Breathing commonly changes in someone’s final hours or days of life. Since they’re no longer awake, they can’t tell you how they’re feeling. They may seem to be struggling to breathe, but are they in distress?
  • As people become too weak to take strong, deep breaths, their breathing typically becomes fast and shallow. 
  • They may appear to be working hard to breathe.
  • Sometimes there are very long pauses between breaths.
  • This doesn’t necessarily mean they’re feeling short of breath.
  • Someone who’s unconscious is unlikely to experience air hunger.
  • If their face appears calm, they’re probably breathing comfortably. 
  • If there’s any doubt, the healthcare provider will assess and may recommend an extra dose of medication that can help ease shortness of breath.

Find support

Many people find it helpful to connect with others. These are some suggestions to consider.
  • Talk with someone you trust. Sometimes just talking with a friend or family member can help you to feel better.  
  • Ask the healthcare provider to refer you to a counsellor such as a psychologist or social worker. They can offer:
    • Counselling and emotional support.
    • Education.
    • Practical suggestions to help with stress.
  • Talk with a spiritual care specialist.
  • Ask about a support group for caregivers.
  • Find information online.
    • Canadian Virtual Hospice has information on many topics related to serious illness and palliative care.
  • Join online discussion forums such as:
  • Learn more about Programs and Services in your area.

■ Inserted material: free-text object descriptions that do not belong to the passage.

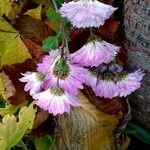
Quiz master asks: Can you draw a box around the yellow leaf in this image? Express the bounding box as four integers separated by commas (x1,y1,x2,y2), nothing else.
0,103,18,117
24,5,42,20
0,17,31,67
0,102,37,150
0,0,13,17
1,36,31,66
0,73,6,101
7,2,22,20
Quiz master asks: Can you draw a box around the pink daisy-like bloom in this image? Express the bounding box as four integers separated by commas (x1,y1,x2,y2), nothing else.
85,70,118,99
116,69,145,97
43,59,87,95
85,70,97,88
19,72,44,95
37,51,87,95
93,79,118,99
59,0,117,28
71,40,120,67
37,49,60,73
33,88,80,115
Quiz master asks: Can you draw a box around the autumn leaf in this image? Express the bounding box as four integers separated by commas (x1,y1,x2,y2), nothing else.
0,0,13,17
98,17,120,42
0,17,31,67
7,2,22,21
24,5,42,20
0,103,18,117
2,73,16,100
69,28,90,53
22,37,44,59
0,102,37,150
32,110,49,129
0,73,7,101
2,59,37,105
15,15,55,44
83,86,126,115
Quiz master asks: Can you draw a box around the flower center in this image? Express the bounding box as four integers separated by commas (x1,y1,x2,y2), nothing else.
51,86,64,96
36,72,45,81
102,72,114,80
117,73,127,81
53,59,70,80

Try complementary therapies

  • Various therapies such as relaxation techniques, meditation and yoga can be helpful to manage stress. 

Take time for yourself

  • Choose an activity or something you enjoy. It might be reading, praying, listening to music, watching sports – or something else. 
  • Regular exercise is important to manage stress. What physical activities do you enjoy? Walking? Biking? Something else?

Respecting choices

You might disagree with the choices someone makes about treatments and how they live with their illness. Perhaps you feel their choices are unsafe, might cause harm, or risk losing an opportunity to get better. This can be frustrating and upsetting. It’s okay to tell this person, respectfully, how you feel about their choices and how they affect you – but remember, everyone has the right to make their own decisions. 
If you’re concerned this person is no longer able to make good choices, or that their choices may be putting others at risk, speak to the healthcare provider.